Chin chosen to speak at science symposium

Junior Michelle Chin was selected to be a student speaker at the Junior Science, Engineering and Humanities Symposium, a competition hosted by the University of Florida on Jan. 29-31.

“The selection process was very rigorous,” Chin said. “I was very honored to be selected as a student speaker.”

Twenty-seven other students from throughout the state of Florida also were invited to attend the symposium, where Chin was chosen to present her science fair project before judges and peers. Chin’s experiment addresses modern scientific innovations, including ideas that scientists are contemporarily exploring.

“Her project involves genetically engineered plants,” science research teacher Paula Ladd said via email. “It deals with current issues.”

Chin conducted initial research and testing for her project locally, transferring her experiment to a lab at the University of Florida to run final tests.

“Michelle designed her own experiment based on extensive research,” Ladd said. “She then contacted a professor at UF who let her complete the testing in his lab, under his supervision.”

Chin confronted several problems while working on her experiment.

“It was difficult to find time to work in my mentor’s lab during the school year,” Chin said. “I also encountered many setbacks while doing my science fair project and had to find solutions to deal with new obstacles.”

Ladd explains aspects of Chin’s project, which deals with concepts in biotechnology that the scientific community is currently discovering.

“The science is very cutting-edge,” Ladd said. “Michelle’s project uses DNA electrophoresis and polymerase chain reaction, which are biotech processes that are very advanced for a high school student.”
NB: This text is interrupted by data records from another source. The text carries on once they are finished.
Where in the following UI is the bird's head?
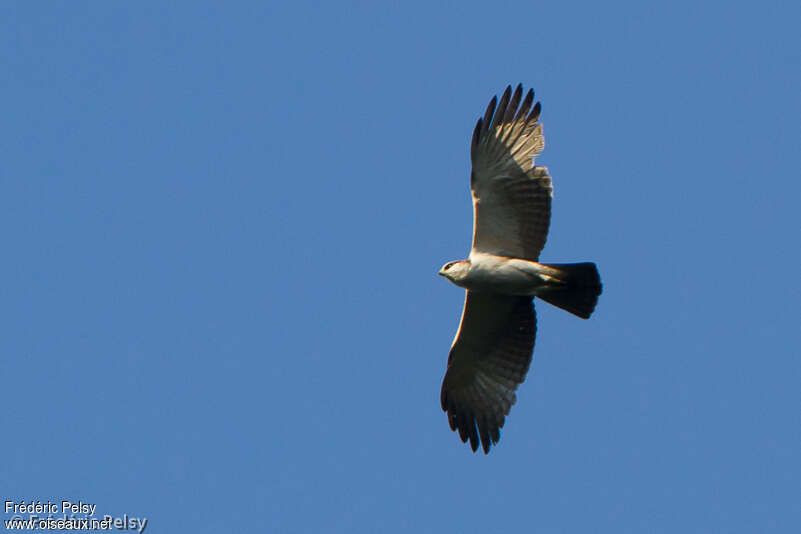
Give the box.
[438,260,470,285]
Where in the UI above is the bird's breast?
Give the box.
[465,253,549,296]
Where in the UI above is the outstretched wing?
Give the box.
[470,85,553,261]
[440,291,537,454]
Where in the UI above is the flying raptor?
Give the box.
[439,85,601,454]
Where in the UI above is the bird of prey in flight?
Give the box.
[439,85,601,454]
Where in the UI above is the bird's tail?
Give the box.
[537,263,602,319]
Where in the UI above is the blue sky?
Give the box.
[0,1,801,534]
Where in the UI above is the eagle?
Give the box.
[439,84,601,454]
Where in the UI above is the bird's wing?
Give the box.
[440,291,537,453]
[470,85,553,261]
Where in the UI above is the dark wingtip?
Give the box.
[526,102,542,122]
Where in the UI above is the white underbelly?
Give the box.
[465,252,555,296]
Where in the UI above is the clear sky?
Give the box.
[0,1,801,534]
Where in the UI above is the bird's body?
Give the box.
[439,86,601,453]
[440,251,558,297]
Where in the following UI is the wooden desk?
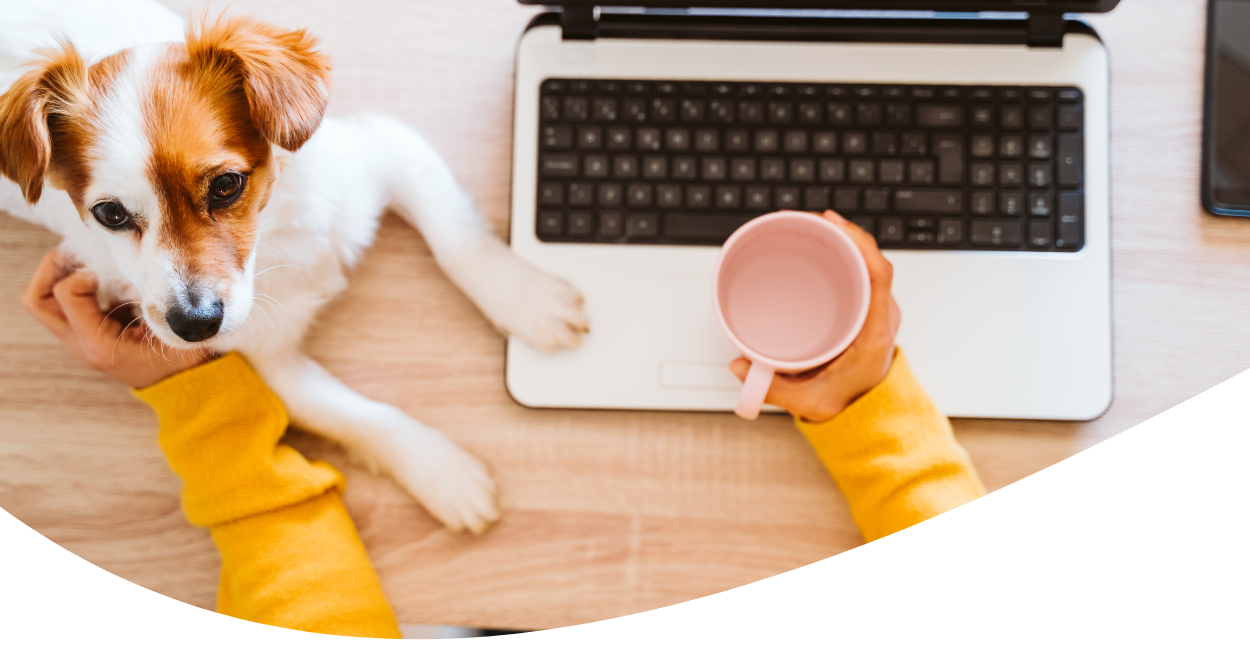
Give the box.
[0,0,1250,630]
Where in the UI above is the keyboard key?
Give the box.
[686,186,711,209]
[934,135,964,184]
[908,161,934,185]
[803,186,829,211]
[820,159,850,184]
[1029,220,1051,249]
[746,186,773,211]
[894,190,964,215]
[539,127,573,150]
[1029,164,1050,187]
[539,154,580,176]
[876,217,903,244]
[568,181,595,206]
[599,211,625,237]
[1029,191,1053,217]
[581,154,609,179]
[916,104,964,129]
[843,131,868,154]
[776,186,799,210]
[1056,105,1084,131]
[595,97,619,122]
[1029,106,1054,129]
[1029,136,1050,159]
[695,129,720,151]
[938,220,964,246]
[613,156,638,179]
[851,159,876,184]
[539,184,564,206]
[538,211,564,236]
[625,184,655,209]
[999,191,1024,216]
[968,191,994,215]
[716,186,743,209]
[1056,134,1085,187]
[875,161,904,184]
[864,187,890,212]
[625,212,660,239]
[834,187,859,212]
[566,211,595,237]
[655,184,681,209]
[599,184,625,209]
[970,220,1023,246]
[578,127,604,150]
[1055,190,1085,249]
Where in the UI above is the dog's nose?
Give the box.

The top five speakers of the competition advance to the national symposium in Washington, D.C., and speakers who win first, second and third place are awarded scholarships to the university of their choice.

“The selection committee looks for students who have original research ideas and strong passions for science,” Chin said.

The speaker competition is for juniors and seniors only, and it has been half a decade since a West Shore student has been selected to attend.

“The last student selected to the speaker competition was five years ago,” Ladd said. “[Although] four years ago, Karl Krehbiel was selected to present a poster [for freshman and sophomore students] based on his research.”

Chin said conducting her science fair experiment and achieving the opportunity to speak at the symposium has been a learning experience.

“I learned to never give up, to follow through with my goals and to work extra hours,” Chin said.